Pour se donner le droit de taxer la Convention de perfidie, Pitt affecta de s'indigner d'une déclaration de guerre survenue au moment où l'on négociait avec Dumouriez[83], comme s'il eût ignoré que cette prétendue négociation était une intrigue suivie en dehors des autorités constituées ! Comment le ministère anglais pouvait-il être admis à traiter clandestinement avec un simple général, lorsqu'il refusait de reconnaître la Convention, c'est-à-dire le pouvoir duquel ce général relevait et le seul qui représentât la France ?

A ce tissu d'injures, de sophismes, et, il faut bien le reconnaître, de mensonges, Fox ne se contenta point d'opposer les inspirations d'une politique fondée sur le respect de la vérité et de la justice : convaincu que, si la guerre avait été déclarée par la France, elle avait été incontestablement provoquée par l'Angleterre, il proposa un amendement de nature à ramener la concorde entre les deux pays[84]. Mais Burke se lève, et d'une voix amère : Les sentiments de l'honorable orateur, dit-il, si la Chambre les adoptait, se pourraient traduire ainsi :Français, vous vous êtes efforcés de détruire le repos de toutes les nations de l'Europe ; vous avez introduit l'anarchie parmi vous, et couvert votre propre pays de ruines ; vous avez assassiné votre roi : n'importe, poursuivez le cours de vos crimes ; au meurtre de votre souverain, ajoutez ceux de sa femme, de sa sœur, de son fils, et la destruction du reste de sa famille ; et soyez bien sûr qu'il ne sera pas touché à un cheveu de vos têtes[85]. Ces déclamations virulentes, inutilement combattues par Sheridan, prévalurent : Pitt l'emporta[86].

Il est à remarquer que la nécessité de mettre un frein à l'esprit envahissant de la France fut un des arguments qui, dans ce débat, se produisirent avec le plus de succès.
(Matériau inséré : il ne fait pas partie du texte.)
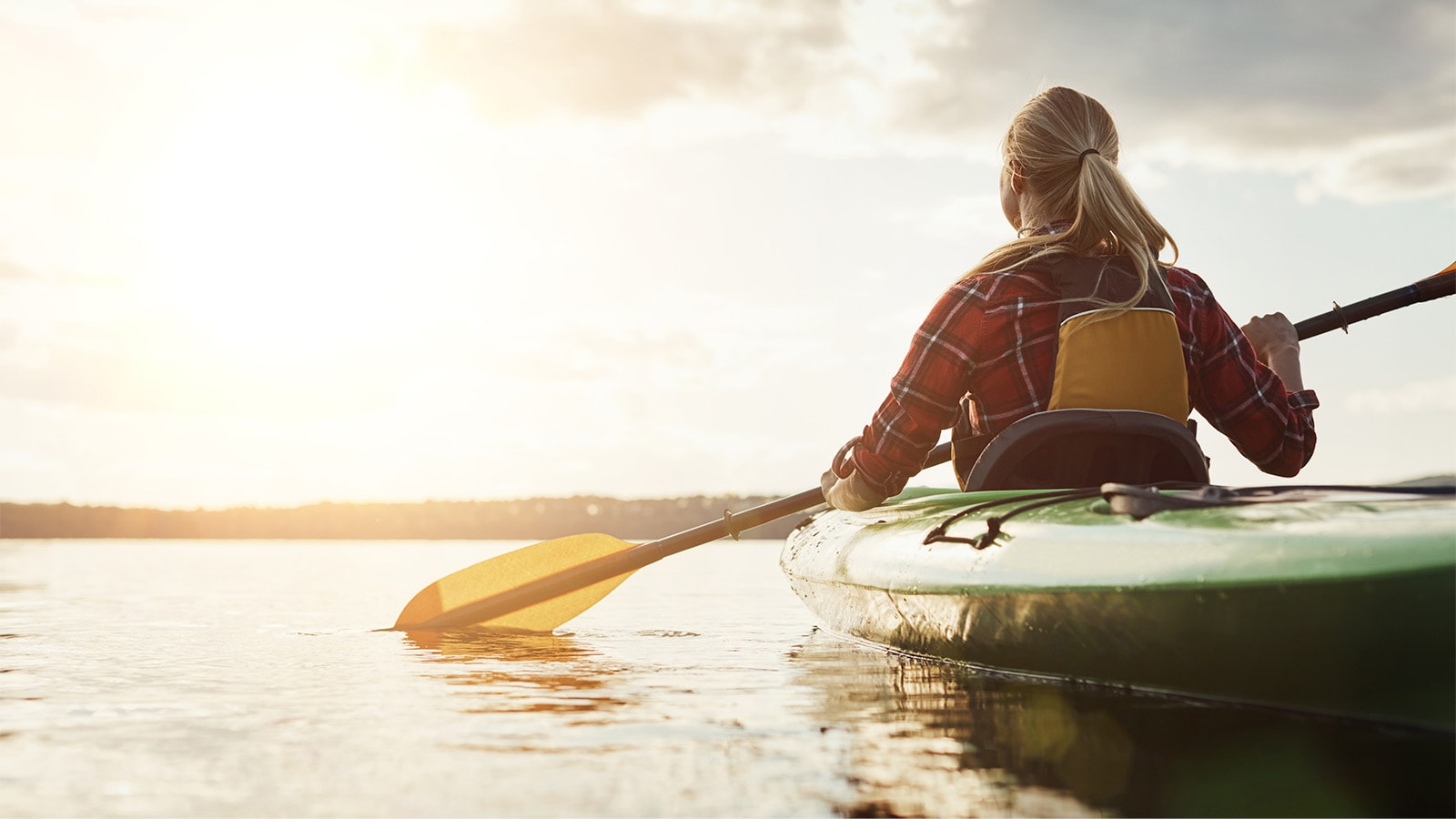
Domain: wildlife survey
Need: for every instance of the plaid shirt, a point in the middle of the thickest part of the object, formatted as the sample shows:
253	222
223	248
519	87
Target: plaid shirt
994	336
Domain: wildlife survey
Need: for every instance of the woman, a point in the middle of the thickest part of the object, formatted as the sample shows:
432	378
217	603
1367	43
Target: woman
1001	346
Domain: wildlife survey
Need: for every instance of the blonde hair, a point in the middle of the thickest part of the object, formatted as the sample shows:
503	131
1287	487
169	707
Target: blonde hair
1065	145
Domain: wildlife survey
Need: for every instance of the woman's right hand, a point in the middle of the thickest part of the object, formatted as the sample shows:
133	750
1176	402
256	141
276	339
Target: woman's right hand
1276	343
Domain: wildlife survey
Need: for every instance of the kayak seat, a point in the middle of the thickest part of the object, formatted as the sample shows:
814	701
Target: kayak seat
1085	448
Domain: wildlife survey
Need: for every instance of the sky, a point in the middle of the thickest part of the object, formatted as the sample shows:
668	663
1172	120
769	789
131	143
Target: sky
281	252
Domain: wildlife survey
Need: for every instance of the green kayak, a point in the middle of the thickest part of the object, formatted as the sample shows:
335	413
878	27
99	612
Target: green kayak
1339	601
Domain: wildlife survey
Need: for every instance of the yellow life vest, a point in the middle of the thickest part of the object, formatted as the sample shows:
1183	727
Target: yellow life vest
1111	359
1107	359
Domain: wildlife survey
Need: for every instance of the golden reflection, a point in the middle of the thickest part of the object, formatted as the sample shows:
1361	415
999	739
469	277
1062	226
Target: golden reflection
922	743
521	672
931	739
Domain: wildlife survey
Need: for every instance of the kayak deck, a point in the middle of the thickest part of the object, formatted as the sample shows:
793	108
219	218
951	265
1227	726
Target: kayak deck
1340	602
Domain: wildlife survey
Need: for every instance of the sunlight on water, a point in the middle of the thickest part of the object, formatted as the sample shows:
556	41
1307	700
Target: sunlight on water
245	678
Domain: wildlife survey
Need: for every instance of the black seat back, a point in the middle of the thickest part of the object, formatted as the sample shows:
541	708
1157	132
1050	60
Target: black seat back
1085	448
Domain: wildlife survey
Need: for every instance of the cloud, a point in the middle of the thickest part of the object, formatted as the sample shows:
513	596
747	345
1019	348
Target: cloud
612	58
1434	395
1332	89
1358	98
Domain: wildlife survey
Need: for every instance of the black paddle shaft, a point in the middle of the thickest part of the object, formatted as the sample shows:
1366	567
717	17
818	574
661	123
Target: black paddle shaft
1341	318
633	559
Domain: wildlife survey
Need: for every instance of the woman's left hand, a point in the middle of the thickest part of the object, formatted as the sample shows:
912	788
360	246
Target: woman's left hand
849	493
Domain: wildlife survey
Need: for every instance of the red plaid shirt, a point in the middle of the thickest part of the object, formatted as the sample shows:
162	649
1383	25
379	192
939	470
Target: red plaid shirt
994	336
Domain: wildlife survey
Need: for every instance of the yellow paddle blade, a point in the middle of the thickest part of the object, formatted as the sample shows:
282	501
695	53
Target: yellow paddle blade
514	569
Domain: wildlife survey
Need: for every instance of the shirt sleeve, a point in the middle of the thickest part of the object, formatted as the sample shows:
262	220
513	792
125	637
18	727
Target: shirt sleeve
924	395
1244	399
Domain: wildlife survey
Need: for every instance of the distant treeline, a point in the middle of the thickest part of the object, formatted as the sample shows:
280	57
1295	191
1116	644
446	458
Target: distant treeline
509	519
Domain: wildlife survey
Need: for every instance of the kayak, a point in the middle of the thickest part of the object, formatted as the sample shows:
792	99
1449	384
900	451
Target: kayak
1337	601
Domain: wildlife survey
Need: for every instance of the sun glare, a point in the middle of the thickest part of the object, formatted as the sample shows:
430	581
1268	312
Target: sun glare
290	215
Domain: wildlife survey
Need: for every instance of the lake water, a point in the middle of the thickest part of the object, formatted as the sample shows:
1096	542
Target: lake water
248	678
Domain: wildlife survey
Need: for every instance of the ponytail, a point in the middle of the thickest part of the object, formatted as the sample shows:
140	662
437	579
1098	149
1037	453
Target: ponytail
1065	145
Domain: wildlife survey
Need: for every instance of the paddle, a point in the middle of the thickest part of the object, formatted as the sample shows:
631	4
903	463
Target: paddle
545	584
1431	288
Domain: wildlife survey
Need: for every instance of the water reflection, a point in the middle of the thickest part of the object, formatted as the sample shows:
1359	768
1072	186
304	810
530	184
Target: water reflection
934	739
516	672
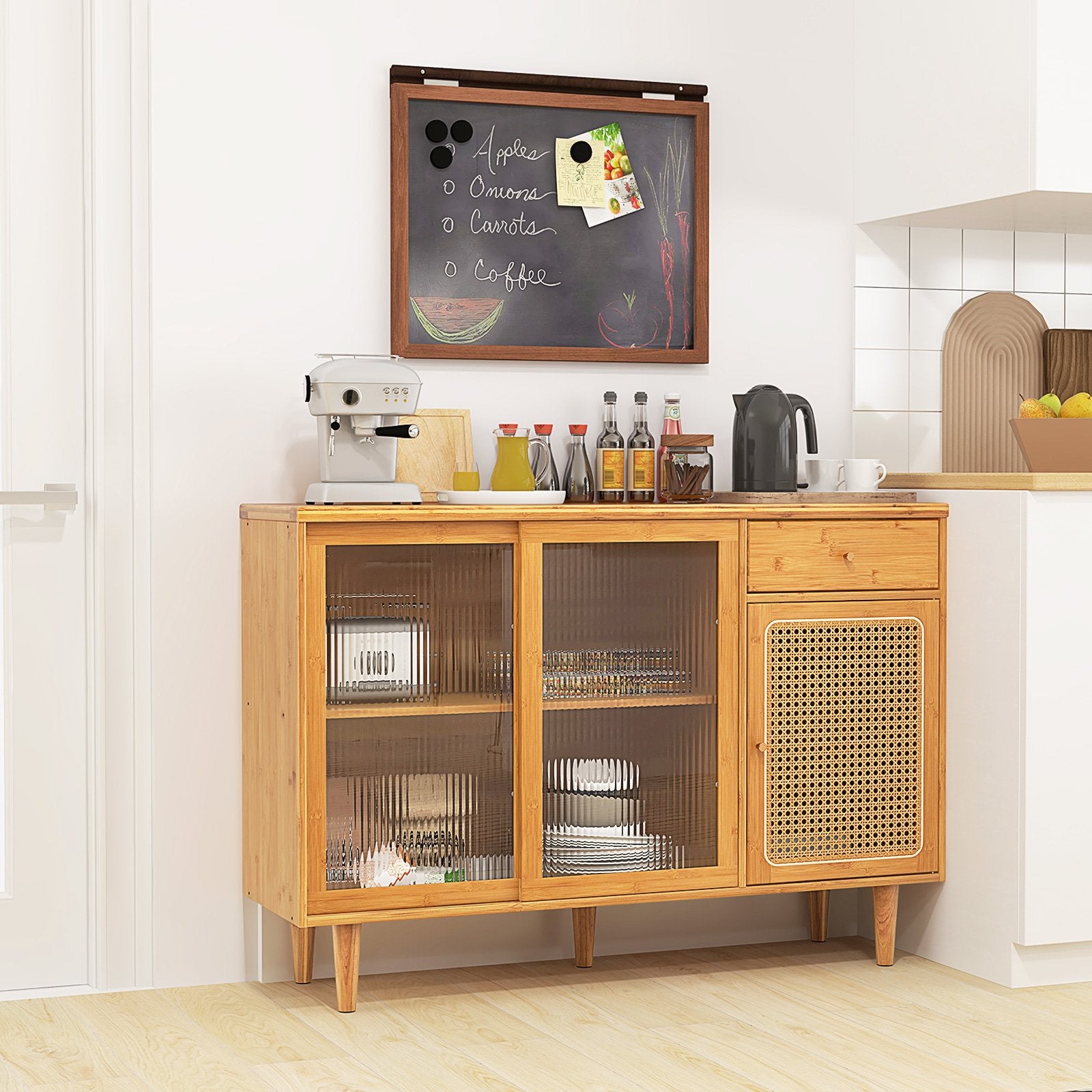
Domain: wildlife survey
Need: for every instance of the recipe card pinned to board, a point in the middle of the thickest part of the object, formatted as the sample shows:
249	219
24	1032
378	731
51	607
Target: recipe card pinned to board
579	171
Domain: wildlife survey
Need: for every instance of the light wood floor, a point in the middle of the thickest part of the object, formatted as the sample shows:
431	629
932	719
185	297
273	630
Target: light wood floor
786	1018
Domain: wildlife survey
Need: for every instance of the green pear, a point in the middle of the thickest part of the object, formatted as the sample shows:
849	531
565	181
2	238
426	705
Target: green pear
1052	402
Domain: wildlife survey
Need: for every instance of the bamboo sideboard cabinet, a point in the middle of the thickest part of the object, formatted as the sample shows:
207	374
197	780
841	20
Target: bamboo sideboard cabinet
480	710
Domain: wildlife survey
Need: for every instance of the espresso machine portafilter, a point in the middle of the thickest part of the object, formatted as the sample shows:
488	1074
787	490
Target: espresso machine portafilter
358	402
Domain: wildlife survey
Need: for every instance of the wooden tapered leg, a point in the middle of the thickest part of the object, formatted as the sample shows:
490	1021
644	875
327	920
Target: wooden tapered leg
347	964
885	912
584	934
303	953
818	908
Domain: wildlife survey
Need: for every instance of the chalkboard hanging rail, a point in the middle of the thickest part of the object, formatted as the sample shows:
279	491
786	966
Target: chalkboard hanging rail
562	85
500	250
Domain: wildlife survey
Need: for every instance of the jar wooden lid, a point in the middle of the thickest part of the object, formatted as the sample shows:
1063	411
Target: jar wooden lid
687	440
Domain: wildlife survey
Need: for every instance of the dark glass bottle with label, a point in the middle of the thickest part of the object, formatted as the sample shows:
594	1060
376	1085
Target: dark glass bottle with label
579	484
642	472
611	456
672	426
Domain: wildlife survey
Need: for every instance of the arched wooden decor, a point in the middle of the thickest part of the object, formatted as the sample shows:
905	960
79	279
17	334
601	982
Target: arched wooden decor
993	353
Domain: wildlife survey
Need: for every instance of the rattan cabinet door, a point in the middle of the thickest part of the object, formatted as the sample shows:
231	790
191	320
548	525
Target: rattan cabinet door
844	741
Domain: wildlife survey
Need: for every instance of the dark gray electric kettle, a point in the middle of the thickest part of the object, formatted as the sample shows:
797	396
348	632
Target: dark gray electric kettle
764	440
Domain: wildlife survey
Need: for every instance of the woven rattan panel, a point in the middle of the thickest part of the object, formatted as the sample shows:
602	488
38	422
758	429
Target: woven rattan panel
844	735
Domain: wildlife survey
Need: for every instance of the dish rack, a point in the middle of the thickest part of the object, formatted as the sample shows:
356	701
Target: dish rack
595	673
594	820
378	649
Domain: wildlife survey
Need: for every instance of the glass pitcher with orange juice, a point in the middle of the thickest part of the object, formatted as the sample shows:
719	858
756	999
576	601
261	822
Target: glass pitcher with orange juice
513	467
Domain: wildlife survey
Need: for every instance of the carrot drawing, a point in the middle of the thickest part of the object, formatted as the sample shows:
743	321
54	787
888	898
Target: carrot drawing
666	248
676	161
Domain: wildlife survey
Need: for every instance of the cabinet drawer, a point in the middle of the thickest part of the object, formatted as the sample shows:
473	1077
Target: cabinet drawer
844	555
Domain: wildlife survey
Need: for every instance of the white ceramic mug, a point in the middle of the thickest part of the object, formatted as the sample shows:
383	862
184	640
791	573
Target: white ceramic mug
863	475
824	475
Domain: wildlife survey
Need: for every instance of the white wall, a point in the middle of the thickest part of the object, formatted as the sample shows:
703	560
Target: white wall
1063	96
944	103
269	224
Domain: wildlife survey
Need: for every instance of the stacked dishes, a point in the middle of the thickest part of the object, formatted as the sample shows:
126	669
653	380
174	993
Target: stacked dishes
594	820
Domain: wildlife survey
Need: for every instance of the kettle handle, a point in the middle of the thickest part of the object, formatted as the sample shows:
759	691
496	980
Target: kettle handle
802	405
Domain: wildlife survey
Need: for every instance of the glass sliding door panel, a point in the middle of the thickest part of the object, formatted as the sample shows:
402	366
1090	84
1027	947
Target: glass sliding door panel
418	800
418	715
629	708
418	624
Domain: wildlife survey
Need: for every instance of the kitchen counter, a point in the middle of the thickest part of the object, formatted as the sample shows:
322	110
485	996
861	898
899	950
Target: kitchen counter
1033	483
877	506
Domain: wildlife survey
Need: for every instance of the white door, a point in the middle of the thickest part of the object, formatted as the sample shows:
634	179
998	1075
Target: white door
44	758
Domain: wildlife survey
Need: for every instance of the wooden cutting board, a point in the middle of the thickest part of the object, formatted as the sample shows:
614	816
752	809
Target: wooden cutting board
1067	356
993	352
431	459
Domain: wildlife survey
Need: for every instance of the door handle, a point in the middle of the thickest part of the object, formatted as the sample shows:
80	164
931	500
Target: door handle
54	497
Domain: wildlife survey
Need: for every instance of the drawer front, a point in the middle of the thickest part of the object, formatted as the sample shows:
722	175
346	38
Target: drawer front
844	555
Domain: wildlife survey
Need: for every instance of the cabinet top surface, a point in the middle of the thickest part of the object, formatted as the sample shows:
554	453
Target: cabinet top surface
1033	483
590	513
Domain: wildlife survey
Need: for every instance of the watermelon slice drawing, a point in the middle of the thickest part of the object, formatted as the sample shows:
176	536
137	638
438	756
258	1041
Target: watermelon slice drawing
456	321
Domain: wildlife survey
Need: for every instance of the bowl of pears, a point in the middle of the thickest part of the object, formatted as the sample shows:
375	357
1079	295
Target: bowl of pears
1055	436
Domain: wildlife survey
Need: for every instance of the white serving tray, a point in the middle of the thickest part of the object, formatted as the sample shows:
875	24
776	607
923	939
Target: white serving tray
500	496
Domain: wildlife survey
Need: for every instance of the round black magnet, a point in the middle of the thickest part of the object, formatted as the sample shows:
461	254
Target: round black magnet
436	131
580	151
461	131
440	158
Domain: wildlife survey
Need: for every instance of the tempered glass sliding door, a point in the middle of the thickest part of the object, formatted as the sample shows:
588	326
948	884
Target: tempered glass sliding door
631	717
418	789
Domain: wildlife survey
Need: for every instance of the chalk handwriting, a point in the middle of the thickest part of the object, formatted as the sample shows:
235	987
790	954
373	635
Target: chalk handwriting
522	280
515	151
518	225
478	189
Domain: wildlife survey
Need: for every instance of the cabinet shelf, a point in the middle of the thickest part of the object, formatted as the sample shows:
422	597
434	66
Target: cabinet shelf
450	704
631	702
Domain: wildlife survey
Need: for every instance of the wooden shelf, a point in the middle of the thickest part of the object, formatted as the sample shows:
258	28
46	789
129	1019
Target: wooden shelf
633	702
448	706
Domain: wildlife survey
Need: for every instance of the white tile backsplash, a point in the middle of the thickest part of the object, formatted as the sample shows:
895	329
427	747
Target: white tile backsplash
882	436
925	386
1040	261
1078	263
924	444
988	260
880	379
898	394
882	318
936	257
882	257
1051	305
1078	313
931	311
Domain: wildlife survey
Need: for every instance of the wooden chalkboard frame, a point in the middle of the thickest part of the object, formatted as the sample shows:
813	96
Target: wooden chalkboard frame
403	93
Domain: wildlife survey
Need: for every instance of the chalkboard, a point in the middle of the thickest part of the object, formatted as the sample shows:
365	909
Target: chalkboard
486	263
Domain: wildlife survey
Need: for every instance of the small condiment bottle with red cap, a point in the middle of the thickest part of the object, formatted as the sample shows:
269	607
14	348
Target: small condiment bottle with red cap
542	459
579	483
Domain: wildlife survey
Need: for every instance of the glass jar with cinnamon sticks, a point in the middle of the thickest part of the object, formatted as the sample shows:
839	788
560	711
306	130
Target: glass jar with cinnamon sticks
686	468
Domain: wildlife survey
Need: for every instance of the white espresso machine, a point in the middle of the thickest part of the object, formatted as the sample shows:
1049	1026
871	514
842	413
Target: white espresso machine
358	402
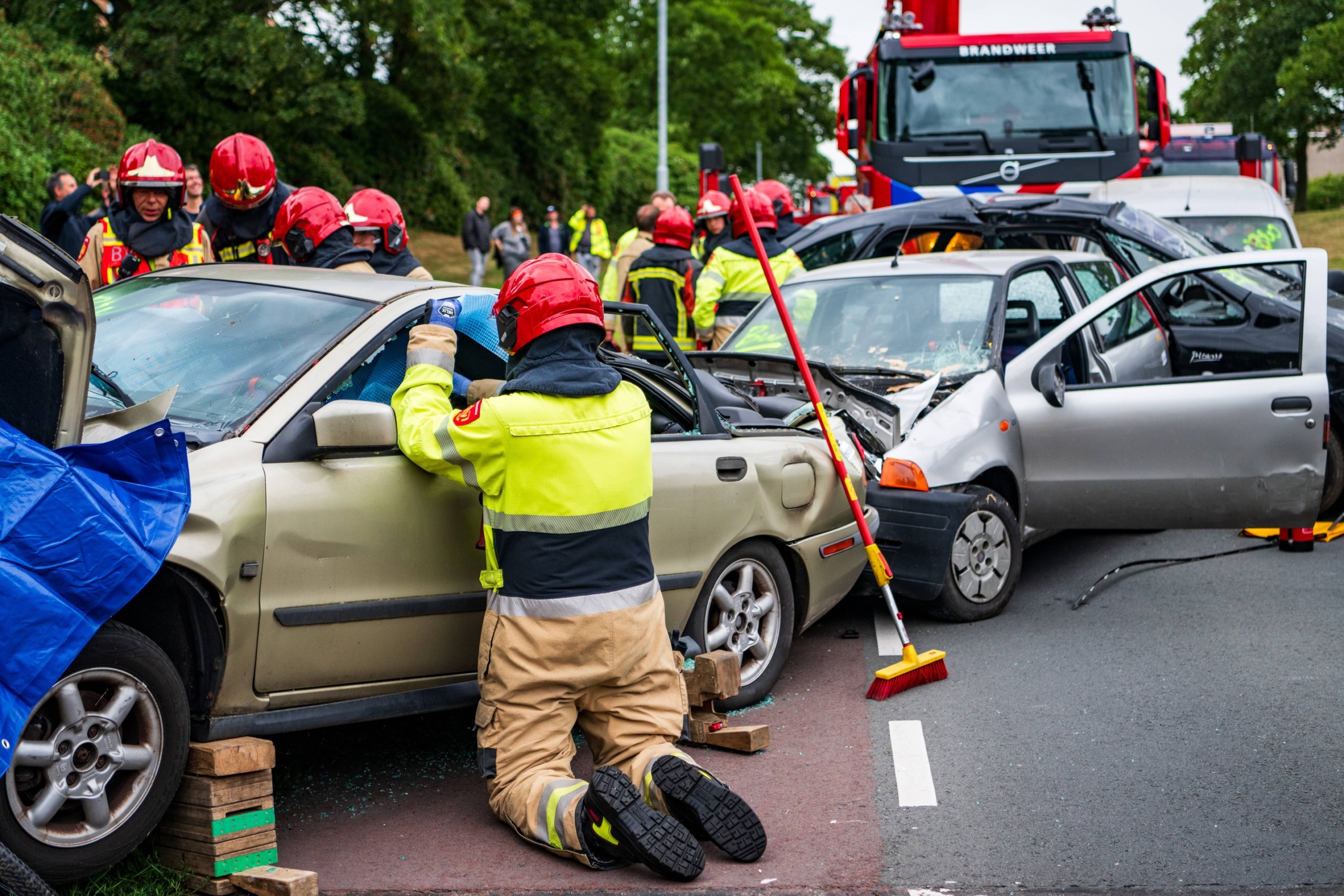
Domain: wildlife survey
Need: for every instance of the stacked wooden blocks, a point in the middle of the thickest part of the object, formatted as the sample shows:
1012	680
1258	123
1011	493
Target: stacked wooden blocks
224	818
718	676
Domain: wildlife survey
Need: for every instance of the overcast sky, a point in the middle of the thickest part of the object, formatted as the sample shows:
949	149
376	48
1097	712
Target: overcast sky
1156	29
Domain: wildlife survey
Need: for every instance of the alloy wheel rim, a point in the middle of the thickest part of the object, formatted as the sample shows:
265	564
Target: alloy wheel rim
982	556
88	757
743	617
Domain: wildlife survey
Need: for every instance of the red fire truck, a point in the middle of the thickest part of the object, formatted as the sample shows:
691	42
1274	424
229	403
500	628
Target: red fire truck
939	113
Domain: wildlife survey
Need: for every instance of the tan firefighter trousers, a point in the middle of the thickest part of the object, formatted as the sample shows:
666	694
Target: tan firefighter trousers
612	672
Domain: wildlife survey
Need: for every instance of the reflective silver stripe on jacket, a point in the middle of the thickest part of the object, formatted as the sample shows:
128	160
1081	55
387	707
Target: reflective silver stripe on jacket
582	605
429	356
449	453
566	524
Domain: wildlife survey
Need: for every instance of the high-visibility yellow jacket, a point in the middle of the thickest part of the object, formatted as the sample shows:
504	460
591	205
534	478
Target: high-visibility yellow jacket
733	282
600	242
566	487
611	280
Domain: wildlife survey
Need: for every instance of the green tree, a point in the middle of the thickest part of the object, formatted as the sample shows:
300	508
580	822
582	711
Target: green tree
1235	59
56	114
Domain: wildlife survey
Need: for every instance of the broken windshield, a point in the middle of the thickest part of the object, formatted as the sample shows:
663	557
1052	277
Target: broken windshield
920	324
227	347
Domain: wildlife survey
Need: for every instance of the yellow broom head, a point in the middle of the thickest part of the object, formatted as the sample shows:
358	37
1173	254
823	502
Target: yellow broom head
913	671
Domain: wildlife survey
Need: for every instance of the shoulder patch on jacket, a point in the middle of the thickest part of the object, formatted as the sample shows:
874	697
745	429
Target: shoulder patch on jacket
468	416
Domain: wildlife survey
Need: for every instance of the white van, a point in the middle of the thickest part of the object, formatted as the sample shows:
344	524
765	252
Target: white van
1240	213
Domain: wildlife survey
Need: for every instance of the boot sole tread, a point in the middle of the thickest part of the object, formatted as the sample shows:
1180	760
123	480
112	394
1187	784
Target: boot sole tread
660	841
725	817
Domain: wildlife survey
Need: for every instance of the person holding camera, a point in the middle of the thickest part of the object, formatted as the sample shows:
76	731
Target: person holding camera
145	230
61	220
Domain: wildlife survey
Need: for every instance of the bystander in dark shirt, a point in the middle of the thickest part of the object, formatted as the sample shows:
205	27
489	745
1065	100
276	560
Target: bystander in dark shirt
62	224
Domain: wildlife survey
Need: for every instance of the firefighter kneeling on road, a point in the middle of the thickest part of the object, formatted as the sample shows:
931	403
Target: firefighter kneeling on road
574	621
381	227
664	280
733	282
145	230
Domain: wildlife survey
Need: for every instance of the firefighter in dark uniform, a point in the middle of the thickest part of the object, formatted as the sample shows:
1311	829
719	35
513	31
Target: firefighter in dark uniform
245	196
664	280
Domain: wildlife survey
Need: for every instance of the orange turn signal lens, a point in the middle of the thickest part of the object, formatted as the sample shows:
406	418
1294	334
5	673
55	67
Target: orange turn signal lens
836	547
902	475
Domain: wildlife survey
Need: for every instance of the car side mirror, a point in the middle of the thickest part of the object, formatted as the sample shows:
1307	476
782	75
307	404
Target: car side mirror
355	425
1050	381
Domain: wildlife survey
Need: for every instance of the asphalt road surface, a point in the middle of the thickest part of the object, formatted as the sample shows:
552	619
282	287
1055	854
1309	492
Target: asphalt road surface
1183	730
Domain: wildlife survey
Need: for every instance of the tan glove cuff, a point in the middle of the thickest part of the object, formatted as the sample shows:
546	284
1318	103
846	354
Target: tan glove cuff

Or, en ce moment même, la Russie et la Prusse couraient à un second démembrement de la Pologne, sans que l'Angleterre, pour les arrêter, dît une parole ou fît un geste. Déjà en effet les Russes étaient à Varsovie, et, sous prétexte que la constitution polonaise du 3 mai 1791 se liait aux triomphes de la propagande révolutionnaire, Frédéric-Guillaume, non content d'avoir envahi plusieurs districts de la grande Pologne, investissait Dantzick[87]. Il est vrai que cette entreprise, inspirée par une politique de brigand, on avait soin de la colorer de considérations presque touchantes : de quoi se pouvait plaindre la Pologne ? ce qu'on en faisait ne pouvait être que pour son bien ; on lui volait son territoire dans l'unique but d'assurer son repos ; on la mettait en pièces, afin de couvrir ses provinces limitrophes et d'empêcher la contagion morale d'y pénétrer ![88]

Pitt souffrait cela cependant, lui qui, au nombre des motifs allégués pour mettre le feu au monde, plaçait l'invasion supposée de la Hollande par les armées françaises ! Fox ne manqua pas de signaler cette contradiction. Eh quoi ! s'écriait-il indigné, sommes-nous donc si coupables de regarder le motif mis en avant comme un pur prétexte, lorsque, d'une part, nous voyons le ministère proclamer bien haut l'inviolabilité des États neutres, et, d'autre part, ce même ministère permettre que la Pologne soit foulée aux pieds ?[89] Il fit, pour détourner la guerre, un dernier, un généreux effort ; tout fut inutile. Les ennemis extérieurs de la Révolution lui auraient peut-être pardonné ses orages, mais son crime irrémissible était d'être si grande.

La calomnie, d'ailleurs, ne pouvait être difficile, à cause des désordres qu'une commotion violente, ou entraîne naturellement, ou fournit l'occasion de susciter. Et c'est ce que la journée du 25 février, à Paris, ne prouva que trop bien.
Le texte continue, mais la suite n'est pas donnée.